Celui qui obéit à sa volonté
propre* ne possède nulle vertu et à coup sûr s'en repent. Ni
le papier, ni le crayon, ni le scribe ne pourront
jamais
décrire cette condition.
Si
immense est le pouvoir du Verbe, que
quiconque
s'y soumet réalise la plus haute extase**.
*
Le faux-ego
**
Le nirvikalpa-samadhi
13.
En
s'y soumettant, on obtient la conscience universelle, ainsi que la
conscience de toutes les sphères d'existence. En s'y soumettant, on
s'affranchit de la souffrance.
En
s'y soumettant, on se libère de l'emprise de la mort.
Si
immense est le pouvoir du Verbe, que
quiconque
s'y soumet réalise la plus haute extase.
14.
En
s'y soumettant, on suit son chemin sans faillir. En s'y soumettant,
on quitte ce monde en apothéose. En s'y soumettant, on ne s'enlise
pas dans les voies mondaines. En s'y soumettant, on arrive à établir
un contact
étroit
avec la vérité.
Si
immense est le pouvoir du Verbe, que
quiconque
s'y soumet réalise la plus haute extase.
15.
En
s'y soumettant, on atteint finalement la Libération.
En
s'y soumettant, on libère aussi tout son entourage. En s'y
soumettant, on se libère soi-même et l'on en libère bien d'autres
encore. En s'y soumettant, on échappe à la roue des incarnations.
Si
immense est le pouvoir du Verbe, que
quiconque
s'y soumet réalise la plus haute extase.
16.
Le
saint* est accepté et obtient les faveurs de Dieu. Il est l'ornement
de son seuil.
Le
saint est respecté même par les rois. Son esprit est concentré sur
le Verbe unique.
Quoique l'on puisse dire ou penser profondément, les œuvres du Créateur
sont au-delà de toute compréhension.
Le
taureau mythique, né de la compassion, est le Dharma**,
qui soutient harmonieusement et patiemment le monde. Quiconque
réalise cela connaît la Vérité.
Quel
poids écrasant ce taureau doit-il porter ! Il existe des mondes et
des mondes, en-dessus et au-dessous. Quel est le pouvoir qui les
supporte tous ?
Nombreuses
sont les espèces, les couleurs et les créatures aux noms divers.
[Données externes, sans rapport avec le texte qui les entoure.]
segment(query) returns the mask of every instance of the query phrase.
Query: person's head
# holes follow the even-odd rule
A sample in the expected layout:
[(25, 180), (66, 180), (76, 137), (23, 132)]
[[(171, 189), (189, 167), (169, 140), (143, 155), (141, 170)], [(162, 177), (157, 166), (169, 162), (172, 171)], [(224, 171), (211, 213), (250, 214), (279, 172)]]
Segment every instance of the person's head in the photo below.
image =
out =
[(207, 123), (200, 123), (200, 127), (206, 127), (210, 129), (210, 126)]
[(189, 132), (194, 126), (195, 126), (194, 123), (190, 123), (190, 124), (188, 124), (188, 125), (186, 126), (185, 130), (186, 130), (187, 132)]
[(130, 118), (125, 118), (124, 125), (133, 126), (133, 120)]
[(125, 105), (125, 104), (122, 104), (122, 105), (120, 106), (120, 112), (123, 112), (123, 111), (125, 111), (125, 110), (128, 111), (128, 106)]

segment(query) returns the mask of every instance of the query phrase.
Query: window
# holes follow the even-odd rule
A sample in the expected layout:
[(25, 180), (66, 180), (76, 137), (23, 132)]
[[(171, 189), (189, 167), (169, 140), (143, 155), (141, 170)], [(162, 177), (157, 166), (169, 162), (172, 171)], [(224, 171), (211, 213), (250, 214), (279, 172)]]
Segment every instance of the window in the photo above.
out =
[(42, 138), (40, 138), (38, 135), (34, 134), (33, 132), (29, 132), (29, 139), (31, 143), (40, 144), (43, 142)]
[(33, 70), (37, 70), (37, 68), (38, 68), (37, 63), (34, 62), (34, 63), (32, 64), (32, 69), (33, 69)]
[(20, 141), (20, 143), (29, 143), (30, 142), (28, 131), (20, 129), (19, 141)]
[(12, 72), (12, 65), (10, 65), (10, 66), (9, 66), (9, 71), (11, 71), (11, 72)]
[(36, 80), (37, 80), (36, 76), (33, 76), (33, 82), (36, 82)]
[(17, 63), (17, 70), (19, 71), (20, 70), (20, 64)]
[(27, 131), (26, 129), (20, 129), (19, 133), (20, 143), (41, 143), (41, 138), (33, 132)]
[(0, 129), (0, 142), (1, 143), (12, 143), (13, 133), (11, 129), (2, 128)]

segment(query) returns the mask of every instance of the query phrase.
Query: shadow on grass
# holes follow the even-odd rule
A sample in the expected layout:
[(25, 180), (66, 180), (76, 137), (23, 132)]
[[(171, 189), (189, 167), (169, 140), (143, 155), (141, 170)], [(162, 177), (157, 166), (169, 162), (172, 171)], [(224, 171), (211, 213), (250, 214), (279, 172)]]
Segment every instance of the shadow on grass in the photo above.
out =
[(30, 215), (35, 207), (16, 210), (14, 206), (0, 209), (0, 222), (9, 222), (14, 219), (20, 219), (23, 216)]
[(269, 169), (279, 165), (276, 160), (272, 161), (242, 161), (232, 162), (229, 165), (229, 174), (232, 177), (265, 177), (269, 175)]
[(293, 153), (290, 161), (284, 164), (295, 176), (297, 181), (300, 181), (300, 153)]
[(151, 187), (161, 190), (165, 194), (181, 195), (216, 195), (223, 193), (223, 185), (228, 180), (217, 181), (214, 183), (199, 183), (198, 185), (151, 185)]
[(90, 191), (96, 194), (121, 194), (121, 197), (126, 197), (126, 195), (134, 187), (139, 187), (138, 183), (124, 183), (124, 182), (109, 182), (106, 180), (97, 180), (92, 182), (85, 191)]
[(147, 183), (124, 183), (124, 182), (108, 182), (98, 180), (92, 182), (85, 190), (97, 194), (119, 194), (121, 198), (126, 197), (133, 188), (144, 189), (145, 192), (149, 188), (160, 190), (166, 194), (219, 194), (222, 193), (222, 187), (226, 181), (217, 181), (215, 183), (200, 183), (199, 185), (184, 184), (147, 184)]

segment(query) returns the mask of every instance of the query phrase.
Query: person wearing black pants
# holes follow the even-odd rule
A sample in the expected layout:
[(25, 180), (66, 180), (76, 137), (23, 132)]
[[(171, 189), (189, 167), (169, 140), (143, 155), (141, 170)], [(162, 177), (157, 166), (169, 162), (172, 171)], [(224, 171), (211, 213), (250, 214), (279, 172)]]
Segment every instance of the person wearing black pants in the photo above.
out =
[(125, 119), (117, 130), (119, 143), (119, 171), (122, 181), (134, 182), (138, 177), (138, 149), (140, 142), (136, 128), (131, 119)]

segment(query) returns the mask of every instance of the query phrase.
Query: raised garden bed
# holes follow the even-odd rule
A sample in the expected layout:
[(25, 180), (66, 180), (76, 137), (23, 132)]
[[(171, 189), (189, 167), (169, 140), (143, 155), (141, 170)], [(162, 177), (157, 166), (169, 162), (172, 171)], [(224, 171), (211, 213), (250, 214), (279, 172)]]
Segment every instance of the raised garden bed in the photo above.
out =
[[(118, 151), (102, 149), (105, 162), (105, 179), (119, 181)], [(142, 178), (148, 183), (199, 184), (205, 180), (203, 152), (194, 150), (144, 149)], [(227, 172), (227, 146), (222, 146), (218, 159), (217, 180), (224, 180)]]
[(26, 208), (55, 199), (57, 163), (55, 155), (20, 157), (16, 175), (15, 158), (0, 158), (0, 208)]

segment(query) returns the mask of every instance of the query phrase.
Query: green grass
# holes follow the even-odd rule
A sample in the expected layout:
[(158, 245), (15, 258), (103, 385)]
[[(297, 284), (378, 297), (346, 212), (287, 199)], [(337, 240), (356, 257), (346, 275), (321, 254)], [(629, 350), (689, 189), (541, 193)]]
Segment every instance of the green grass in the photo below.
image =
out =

Toutes sont écrites par la plume du Créateur. Qui peut recenser
l'immensité de sa création, et combien longue serait la liste si
quelqu'un y était parvenu ?
Que
son pouvoir est grand, que son travail est beau, personne ne peut
évaluer ô combien merveilleux sont ses cadeaux.
Par
le Verbe l'Univers vint à l'existence et des milliers de rivières
porteuses de vie ont commencé à couler.
Quelle
capacité ai-je de te décrire, Seigneur, créateur de tout ? Je suis
trop pauvre, même, pour te faire l'offrande de ma vie.
Tout
ce qui te plaît, c'est l'action juste***. Tu es immortel, ô toi
l'Unique sans forme.
*
Saint : il ne s'agit pas des saints chrétiens, mais de siddhis
ou yogis parfaits, de dévots, d'êtres réalisés par l'Observance
assidue de leur Sadhàna.
**
Taureau mythique, dharma, Nandi aussi, la monture et le portier de
Shiva. Selon les hindouistes et les sikhs le monde et le ciel sont
soutenus, portés par un taureau qui symbolise le dharma. Ce mot,
dharma, a plusieurs significations, ici, il veut dire « loi
naturelle ». Le mot sanskrit signifie « porter,
soutenir »
***
L'action juste est celle qui est faite en conscience du Verbe et sans
attendre de fruits en retour. C'est le Service, pour La Voie, le
Service de dévotion, pour le chant du bienheureux (Bhagavad-Gîtâ)
et le non-agir du Tao-Te-King.
17.
Innombrables
sont les prières, et innombrables les voies d'adoration.
Innombrables sont les cultes et innombrables les ascèses et
pénitences.
Innombrables
les écritures Saintes, et innombrables ceux qui récitent les Védas
de mémoire ! Innombrables les Yogis dont l'esprit reste détaché du
monde.
Innombrables
sont les saints qui chantent ta grandeur et ta sagesse.
Innombrables
ceux qui pratiquent la Vérité et la charité.
Innombrables
sont les héros qui bravent courageusement l'acier de leurs ennemis.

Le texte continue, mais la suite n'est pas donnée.